As Parliament has adopted legislation constituting the new economic system, there will be no economic laws on Parliament’s agenda in the next months, and "everyone can be certain that the government will not submit any bills regarding the economy during the talks", Prime Minister Orban said.

Answering the question whether the country will be able to stand on its own - as he had said before - if no agreement is reached with the IMF and the EU, Mr Orban said every condition exists for a speedy agreement, and this is also in Hungary’s interest, but the government must make it clear that its aim is not just to avoid the crisis, but also to implement a successful growth plan. Therefore, the government’s economic policy is based on three main principles: the division of burdens, the restructuring of the inefficient systems constantly regenerating debt and the reinforcement of the "working and child-raising middle classes, including pensioners", Mr Orban said.

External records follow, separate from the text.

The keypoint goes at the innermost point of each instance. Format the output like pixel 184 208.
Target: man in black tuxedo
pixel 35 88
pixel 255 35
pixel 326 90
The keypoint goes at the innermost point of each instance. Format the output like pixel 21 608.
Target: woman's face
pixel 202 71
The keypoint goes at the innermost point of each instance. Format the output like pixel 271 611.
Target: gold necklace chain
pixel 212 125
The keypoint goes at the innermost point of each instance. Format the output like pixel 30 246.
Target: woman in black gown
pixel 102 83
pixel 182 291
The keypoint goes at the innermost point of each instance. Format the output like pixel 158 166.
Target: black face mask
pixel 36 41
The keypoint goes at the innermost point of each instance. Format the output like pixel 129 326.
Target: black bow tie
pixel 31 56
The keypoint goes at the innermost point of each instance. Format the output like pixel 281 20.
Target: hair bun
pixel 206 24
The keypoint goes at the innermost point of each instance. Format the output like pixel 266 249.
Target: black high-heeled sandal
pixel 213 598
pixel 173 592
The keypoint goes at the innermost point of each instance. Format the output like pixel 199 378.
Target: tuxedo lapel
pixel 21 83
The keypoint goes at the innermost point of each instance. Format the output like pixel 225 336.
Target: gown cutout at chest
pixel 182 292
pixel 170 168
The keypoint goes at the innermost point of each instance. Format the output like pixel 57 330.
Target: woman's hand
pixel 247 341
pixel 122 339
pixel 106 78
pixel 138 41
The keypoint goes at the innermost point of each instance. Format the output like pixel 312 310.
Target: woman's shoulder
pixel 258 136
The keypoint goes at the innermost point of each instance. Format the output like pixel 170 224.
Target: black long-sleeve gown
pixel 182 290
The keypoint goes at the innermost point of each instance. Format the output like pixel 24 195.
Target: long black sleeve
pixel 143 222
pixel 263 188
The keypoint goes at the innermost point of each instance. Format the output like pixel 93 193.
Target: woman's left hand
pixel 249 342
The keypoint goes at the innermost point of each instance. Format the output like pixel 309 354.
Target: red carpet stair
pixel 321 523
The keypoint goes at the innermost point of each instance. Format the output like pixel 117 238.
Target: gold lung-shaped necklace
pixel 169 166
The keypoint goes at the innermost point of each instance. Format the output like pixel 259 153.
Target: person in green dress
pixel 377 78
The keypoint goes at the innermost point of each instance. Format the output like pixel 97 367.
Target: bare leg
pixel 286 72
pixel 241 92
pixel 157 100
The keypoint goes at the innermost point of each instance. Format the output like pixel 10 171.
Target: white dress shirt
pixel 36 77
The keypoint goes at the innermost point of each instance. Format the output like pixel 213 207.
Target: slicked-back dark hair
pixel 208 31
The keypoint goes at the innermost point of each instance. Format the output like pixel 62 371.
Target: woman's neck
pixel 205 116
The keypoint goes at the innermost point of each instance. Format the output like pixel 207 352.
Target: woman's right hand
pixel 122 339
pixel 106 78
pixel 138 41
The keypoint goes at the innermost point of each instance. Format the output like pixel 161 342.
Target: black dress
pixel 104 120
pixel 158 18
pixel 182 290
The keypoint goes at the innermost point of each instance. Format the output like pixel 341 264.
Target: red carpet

It is an important tool in reinforcing the middle classes, he said, that the proportionate tax system supporting working and child-raising families has been integrated into the stability act and thereby received strong legal protection.

Answering the question as to whether he believes "this year’s budget will remain intact until the end of this year, Mr Orban said the chances are good as the budget contains substantial reserves, and the government has done its best to ensure the stability of the forint and the banking system.

Any further tools are in the hands of the central bank which is responsible for preserving the value of the forint and the stability of the banking system, the prime minister said, adding that this is exactly what he means by the independence of the central bank - that nobody can take these tools from the central bank. This is why they agreed with central bank governor Andras Simor that "until the forint recovers", the central bank governor and National Economy Minister Gyorgy Matolcsy will consult daily in order to restore confidence in the forint, Mr Orban noted.

The prime minister repeated his earlier comment that the value of the forint is currently not determined by the actual performance of the Hungarian economy, but influenced by a series of speculative attacks, which also require the cooperation of the NBH and the government. The extent of the country’s exposure to such attacks depends on the size of the government debt, Mr Orban said, criticising the previous governments for increasing the debt, especially through taking on foreign exchange debt.

 The prime minister remarked that Hungary is not alone in being targeted by speculative attacks, but the entire euro-zone and the European Union are also targeted. The prime minister said that although "we are currently in a period of downgrades, the season for upgrades will follow later on".

 Responding to rumours concerning the bank accounts of private individuals, Mr Orban said the government regards these as private contracts between individuals and their banks that were not the government’s business. The prime minister also warned that "spreading rumours about bank accounts is punishable under the penal code".

Mr Orban said more than 40,000 public sector workers had asked their employers to help them participate in a government scheme allowing early repayment of foreign currency-denominated mortgages at discounted exchange rates. National Economy Minister Gyorgy Matolcsy is in talks with banks which lent to public sector workers en masse, he added.

Mr Orban urged public sector workers to ask their employers for assistance to participate in the scheme in a letter sent in late December. He added that the government wanted to help by offering public sector workers forint loans with preferential rates.